Because of complicated technical reason x, Comcast needs to spoof RST packets, or use other means that are almost as drastic, to jam broad classes of TCP connections in order to prevent BitTorrent from overloading cable modem networks.

Near as we can tell, these justifications are all based on speculation about cable networks in general; Bennett hasn't indicated any specific inside information relating to Comcast's situation. But because Comcast is staying silent about their decisions and motivations, Bennett's speculations may be the only technical explanations that software developers and Comcast subscribers are able to consider.

We've studied Bennett's explanations, and we're not persuaded.

Firstly, even if protocol-specific RST packet injection were the only way for Comcast to guarantee adequate service to its subscribers, that wouldn't justify misleading or stone-walling subscribers when they asked about it, as Comcast did for months until research by EFF and AP rendered the denials absurd.2

But let's back up for a moment and take on the technical bits — neither Bennett, nor Comcast, nor anyone else, has demonstrated that RST forgery is necessary for network management.

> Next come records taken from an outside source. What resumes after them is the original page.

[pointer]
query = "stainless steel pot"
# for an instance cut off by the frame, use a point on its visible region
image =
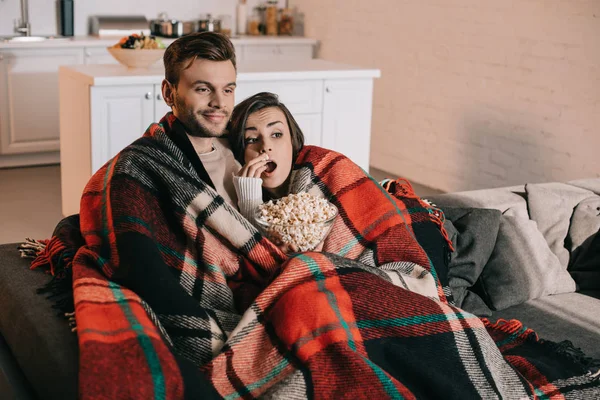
(209, 24)
(171, 28)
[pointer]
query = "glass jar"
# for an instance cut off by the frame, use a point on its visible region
(271, 18)
(286, 22)
(254, 23)
(226, 24)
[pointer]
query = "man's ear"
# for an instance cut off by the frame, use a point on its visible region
(168, 93)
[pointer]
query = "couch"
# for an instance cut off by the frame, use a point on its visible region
(528, 252)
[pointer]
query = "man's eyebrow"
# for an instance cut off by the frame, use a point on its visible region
(200, 82)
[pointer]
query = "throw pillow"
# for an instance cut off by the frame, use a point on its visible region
(551, 206)
(473, 233)
(522, 266)
(584, 241)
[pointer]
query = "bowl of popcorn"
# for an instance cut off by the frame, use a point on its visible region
(302, 220)
(138, 51)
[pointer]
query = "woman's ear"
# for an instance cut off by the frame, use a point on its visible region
(168, 92)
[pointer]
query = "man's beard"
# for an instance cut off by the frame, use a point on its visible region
(193, 125)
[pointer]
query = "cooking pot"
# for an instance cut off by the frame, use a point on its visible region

Bennett's first theory is built on an interesting research paper by Jim Martin, entitled The Interaction Between the DOCSIS 1.1/2.0 MAC Protocol and TCP Application Performance. That paper identifies, and uses simulations to measure, a serious design flaw in the DOCSIS 1.1/2.0 protocol that the cable modems on each street use to talk to each other and to the Internet.3 Martin also points out that a particular sort of denial-of-service attack could exploit these flaws and reduce the throughput of a cable modem network by a factor of two or more.

Bennett argues that BitTorrent essentially functions as a version of this denial-of-service attack ("In effect, several BT streams in the DOCSIS return path mimics a DoS attack to non-BT users. That's not cool."), and that rate limiting would be ineffective at preventing it. As he puts it,

"So the only way to make this [DOCSIS] protocol stable is to actively limit the amount of data queued at the cable modem for upstream delivery, and only way to do that for Torrent is to stifle connections at the TCP level. I've tried to scheme up a better way to do this, and there isn't one." 4

But Martin's work doesn't support Bennett's conclusion.

To see why, let us consider four kinds of TCP packet: incoming SYN packets, outgoing SYN packets, incoming data packets and outgoing data packets. Almost all of the packets received and sent by a BitTorrent client are data packets, and Bennett's assertion above is wrong about those. The number of data packets per second can easily be limited by the ISP dropping some if they are coming or leaving too fast. The ISP needs to maintain two counters for each IP address to see how many packets are arriving and leaving each second, and drop the excess (the limits should depend on how busy the street-level network is). TCP's congestion control algorithms will ensure the computers at each end get the message and respond accordingly. Counting packets per second for each IP is not rocket science.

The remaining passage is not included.